Rüzgar Putin'in aleyhine dönüyor
Geçen çarşamba gecesi Rusya Devlet Başkanı Vladimir Putin, Donbas bölgesine askeri bir operasyon başlattığını duyurdu.
Ama sabaha karşı anladık ki saldırı Donbas ile sınırlı değil, topyekûn işgal girişimi.
İlk üç günde psikolojik üstünlük Putin’in lehineydi. ABD’nin asker göndermeme kararı ve Biden’ın ilk açıklamasında yaptırımlara Putin’i dahi dahil etmemesi basın toplantısına katılan gazetecilerin dahi tepkisini çekti.
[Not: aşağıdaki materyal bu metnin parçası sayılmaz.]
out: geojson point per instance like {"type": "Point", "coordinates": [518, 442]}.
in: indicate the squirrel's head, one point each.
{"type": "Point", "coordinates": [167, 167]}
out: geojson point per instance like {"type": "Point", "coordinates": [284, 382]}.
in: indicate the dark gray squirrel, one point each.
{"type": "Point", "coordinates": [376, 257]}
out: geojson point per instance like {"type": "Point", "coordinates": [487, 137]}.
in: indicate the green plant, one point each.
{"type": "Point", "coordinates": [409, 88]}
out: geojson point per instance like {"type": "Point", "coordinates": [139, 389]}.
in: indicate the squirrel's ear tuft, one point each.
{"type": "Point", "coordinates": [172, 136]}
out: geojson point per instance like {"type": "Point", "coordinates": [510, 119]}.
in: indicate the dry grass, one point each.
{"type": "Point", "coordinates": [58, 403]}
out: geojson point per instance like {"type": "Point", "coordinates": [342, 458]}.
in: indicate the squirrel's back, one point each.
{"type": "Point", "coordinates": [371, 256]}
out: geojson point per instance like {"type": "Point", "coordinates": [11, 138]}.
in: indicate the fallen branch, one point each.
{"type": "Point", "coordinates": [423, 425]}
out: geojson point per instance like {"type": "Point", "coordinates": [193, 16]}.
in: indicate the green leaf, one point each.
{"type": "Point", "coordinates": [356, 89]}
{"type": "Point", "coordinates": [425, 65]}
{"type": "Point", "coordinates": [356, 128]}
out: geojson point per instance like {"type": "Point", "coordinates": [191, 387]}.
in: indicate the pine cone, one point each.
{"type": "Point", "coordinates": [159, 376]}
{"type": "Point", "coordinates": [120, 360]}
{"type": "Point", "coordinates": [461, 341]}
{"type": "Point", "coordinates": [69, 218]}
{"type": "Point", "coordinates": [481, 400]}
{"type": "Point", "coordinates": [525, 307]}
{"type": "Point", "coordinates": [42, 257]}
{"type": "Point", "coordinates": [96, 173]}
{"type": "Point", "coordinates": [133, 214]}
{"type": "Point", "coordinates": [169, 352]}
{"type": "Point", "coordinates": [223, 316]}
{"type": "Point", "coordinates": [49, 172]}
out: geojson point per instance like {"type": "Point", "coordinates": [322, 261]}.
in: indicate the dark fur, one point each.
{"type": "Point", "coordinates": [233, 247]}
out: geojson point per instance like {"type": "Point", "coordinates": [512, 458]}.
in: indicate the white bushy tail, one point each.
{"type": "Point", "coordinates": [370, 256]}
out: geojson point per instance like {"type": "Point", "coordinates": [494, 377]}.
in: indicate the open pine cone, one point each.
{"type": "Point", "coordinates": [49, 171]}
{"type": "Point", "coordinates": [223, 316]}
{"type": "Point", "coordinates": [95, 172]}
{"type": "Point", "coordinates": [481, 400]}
“Batı Ukrayna’yı yalnız bırakıyor” eleştirileri yükselince hem Avrupa hem de ABD adeta birden bire kendine geldi ve daha etkili adımlar atmaya başladılar.
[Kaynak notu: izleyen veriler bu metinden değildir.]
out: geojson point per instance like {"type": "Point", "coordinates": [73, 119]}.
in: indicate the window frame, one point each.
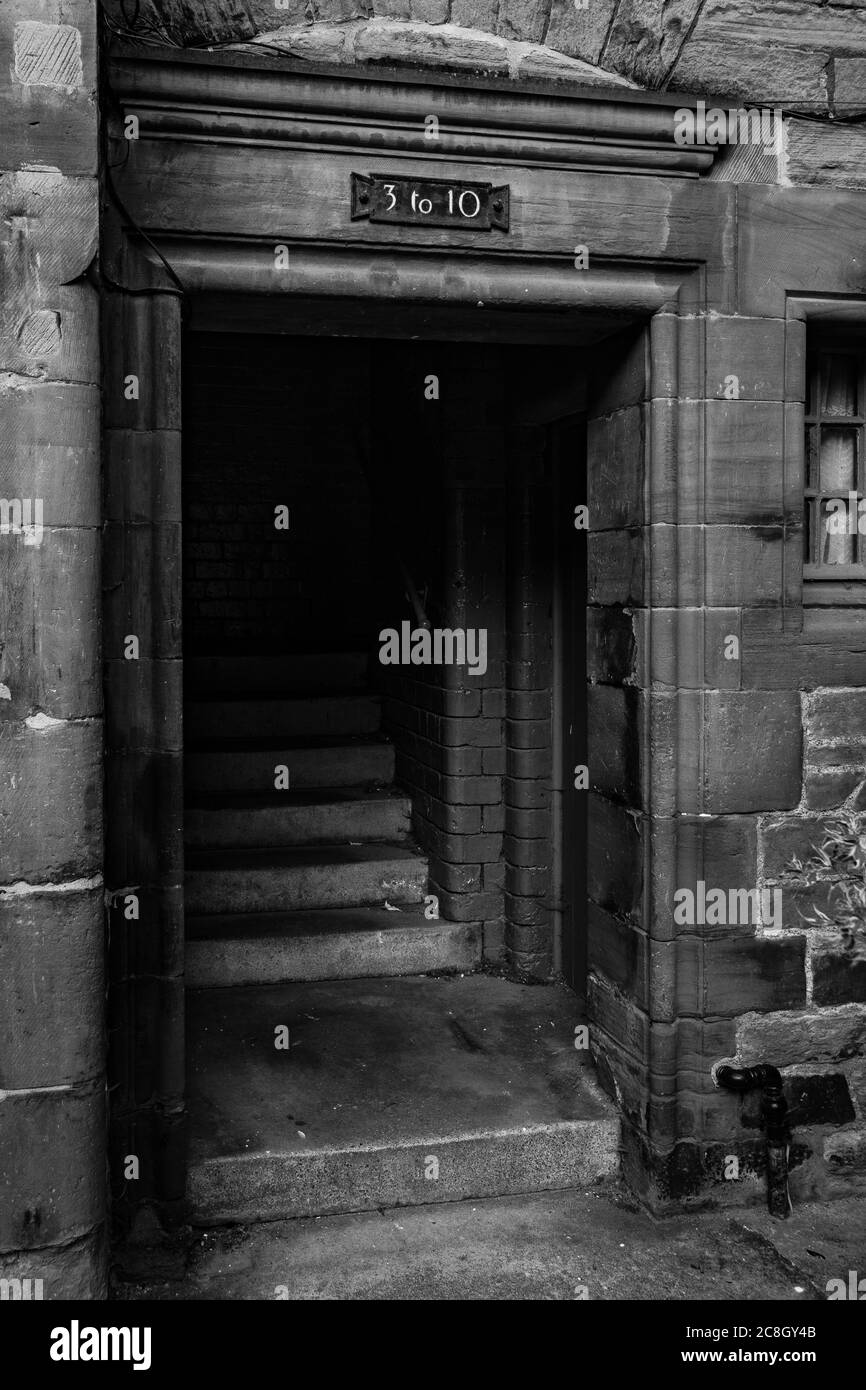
{"type": "Point", "coordinates": [838, 585]}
Finansal yaptırım kararları beklenmedik bir hızla yürürlüğe koyuldu.
Batı için maliyeti en yüksek yaptırım olan SWIFT sisteminden çıkarma dahi kısmen hayata geçirildi.
Daha önemlisi oldukça yüksek bütçeli insani yardım ve askeri mühimmat göndermek için harekete geçtiler.
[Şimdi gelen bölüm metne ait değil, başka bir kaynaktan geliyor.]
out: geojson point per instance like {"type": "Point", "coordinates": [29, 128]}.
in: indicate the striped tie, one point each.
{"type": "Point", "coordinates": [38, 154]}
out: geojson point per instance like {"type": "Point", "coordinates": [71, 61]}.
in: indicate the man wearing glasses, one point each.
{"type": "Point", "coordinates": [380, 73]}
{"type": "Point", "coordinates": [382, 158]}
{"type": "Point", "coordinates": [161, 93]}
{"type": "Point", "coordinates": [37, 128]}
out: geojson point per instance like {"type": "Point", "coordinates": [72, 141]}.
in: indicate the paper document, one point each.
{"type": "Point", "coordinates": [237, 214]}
İlk günlerdeki dağınık tutumun aksine Batı dünyası Soğuk Savaş’tan beri ilk kez Rusya’ya karşı güçlü bir ortak duruş sergilemeyi başardı.
Peki rüzgar neden ve nasıl Putin aleyhine döndü?
Yalnızca Donbass bölgesini kontrol altına almaya çalışsaydı belki de bu duruma göz yumulacaktı. Oysa o bununla yetinmeyip daha ilk günde başkent Kiev’e saldırınca, Ukrayna Devlet Başkanı Zelensky de geri adım atmayıp dünya kamuoyunu yanına çekince Rusya egemen bir devlete haksız hukuksuz bir savaş başlatan saldırgan ülke durumuna düştü.
Kırım örneğinin aksine Putin bu sefer kendi kamuoyundan bile tam manasıyla destek alamadı.
Bu arada iki kritik gelişme daha yaşandı.
Birleşmiş Milletler Güvenlik Konseyinde Çin, Ukrayna'daki saldırılarını kınayan karar tasarısında çekimser oy kullanmayı tercih etti.
Çin Dışişleri Bakanı Wang Yi, tüm ülkelerin egemenlik ve toprak bütünlüğüne saygı gösterilip korunmasını ve BM Antlaşması'nın amaç ve ilkelerine ciddiyetle riayet edilmesini savunduğunu söyledi. Üstü kapalı da olsa Rusya’yı eleştirdi.
Oysa daha birkaç hafta önce Çin Devlet Başkanı Şi Cinping, Vladimir Putin için 'En iyi dostum" demişti. Yayınladıkları ortak bildiride iki devlet arasındaki dostluğun sınırı olmadığını ilan etmişlerdi.
Yani Rusya Çin’den beklediği koşulsuz desteği göremedi. Adeta güvendiği dağa karlar yağdı.
Sadece Çin değil Macaristan ve Çek Cumhuriyeti gibi Rusya ile ilişkileri iyi ülkeler de Ukrayna’dan yana tavır alınca Putin adeta ortada kaldı.
Burada elbette Türkiye’nin de Ukrayna yanlısı açıklamalarının etkisi yadsınamaz.
Son olarak Putin’in nükleer silahları içeren birliklerin alarma geçirilmesi emri vermiş. Bu da açıkça sıkıştığının ve rasyonaliteden uzak davranmaya başladığının işareti değil mi?
Önümüzdeki 24 saat kritik. Batı’nın silah yardımları bölgeye yetişmeden Rusya Kiev’e tüm gücüyle yüklenip düşürmeye çalışabilir.
Muhtemelen Ukrayna heyeti bu ihtimalden çekindiği için Belarus gibi kendileri açısından riskli bir bölgede müzakere buluşmasına “Tamam” dediler.
Zaman Ukrayna’nın lehine Rusya’nın ise aleyhine işliyor.
Kim bilir belki de bu savaş “Beyin ölümü gerçekleşti” denilen NATO ve Atlantik İttifakı üzerinde şok etkisi yaratarak tekrar hayata döndürebilir.
Üç gün önce “Putin’i Putin’den başka durduracak kimse yok” demiştim. Gelinen noktada biraz daha temkinliyim.